Well, the list of exempts is the list of defense contractor employees, and the negative list of non-exempts subtracted from the list of everyone is list of high-value targets.

The locations where exempts are gathered, locations where there are high commerce traffic and/or verified sent-in data, but no sent-out data, or abnormally low traffic altogether, those are all high-value targets as well.

No matter how you slice it, they're creating a list of airstrike targets and means to aid literal foreign spies. If the affected locations and people are as obvious and well guarded as the US DoD headquarters and uniformed guys there, fine, otherwise, they're just creating doors in the wall exclusively open for "enemy" uses.

They probably have internal chat systems (cough matrix cough) that don't go above 50 M MAU which afaik is the threshold of applicability of this law.
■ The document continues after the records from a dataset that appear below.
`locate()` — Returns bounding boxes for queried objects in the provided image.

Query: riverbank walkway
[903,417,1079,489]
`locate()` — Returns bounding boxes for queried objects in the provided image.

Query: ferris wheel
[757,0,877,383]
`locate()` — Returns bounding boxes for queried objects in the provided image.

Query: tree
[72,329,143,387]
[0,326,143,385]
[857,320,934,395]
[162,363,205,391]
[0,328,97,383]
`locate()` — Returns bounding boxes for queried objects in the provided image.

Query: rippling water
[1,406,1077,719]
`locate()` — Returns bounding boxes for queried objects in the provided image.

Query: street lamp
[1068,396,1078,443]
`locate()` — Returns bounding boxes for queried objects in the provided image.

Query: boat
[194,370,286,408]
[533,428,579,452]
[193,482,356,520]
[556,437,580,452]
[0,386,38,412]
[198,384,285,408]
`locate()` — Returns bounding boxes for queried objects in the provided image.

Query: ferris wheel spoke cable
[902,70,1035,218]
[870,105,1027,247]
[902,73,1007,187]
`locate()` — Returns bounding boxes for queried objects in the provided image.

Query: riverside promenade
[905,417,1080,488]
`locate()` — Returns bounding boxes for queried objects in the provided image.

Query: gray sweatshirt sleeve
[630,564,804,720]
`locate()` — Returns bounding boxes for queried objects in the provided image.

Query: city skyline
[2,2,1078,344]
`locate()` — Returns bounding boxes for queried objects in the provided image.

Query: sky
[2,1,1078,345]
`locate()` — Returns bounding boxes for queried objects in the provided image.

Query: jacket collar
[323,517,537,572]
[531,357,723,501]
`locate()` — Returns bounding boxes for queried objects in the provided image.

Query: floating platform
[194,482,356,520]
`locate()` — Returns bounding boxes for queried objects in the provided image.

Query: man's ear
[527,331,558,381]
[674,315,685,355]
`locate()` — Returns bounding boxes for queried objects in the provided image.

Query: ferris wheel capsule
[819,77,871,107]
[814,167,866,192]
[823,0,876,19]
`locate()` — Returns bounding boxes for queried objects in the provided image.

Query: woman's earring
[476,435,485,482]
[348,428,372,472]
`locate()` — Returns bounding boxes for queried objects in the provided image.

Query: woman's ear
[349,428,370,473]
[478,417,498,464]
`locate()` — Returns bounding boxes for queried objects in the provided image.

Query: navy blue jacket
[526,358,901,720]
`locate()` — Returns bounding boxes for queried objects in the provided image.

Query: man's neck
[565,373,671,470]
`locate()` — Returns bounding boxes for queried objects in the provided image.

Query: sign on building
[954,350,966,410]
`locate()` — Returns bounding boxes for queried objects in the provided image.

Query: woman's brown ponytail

So this particular is a non-issue, unfortunately.

But then it begs the question, why politicians feel the need to use public (>50MMAU) chat systems to conduct the protected (official) business?

>But then it begs the question, why politicians feel the need to use public (>50MMAU) chat systems to conduct the protected (official) business?

It also begs the question why CSAM "distributors" would use those ;)

Because they don't know better (see also: criminals are stupid).

I think politicians should not be stupid and isolate their official business from the private one. (That would be ideal, anyway).

Stupid criminals disproportionally get caught.

Selective pressure on the intelligence of criminals will cause them to become more intelligent.

You now need even more draconian legislation to disproportionally keep catching the intelligence-wise lowest quantile of criminals.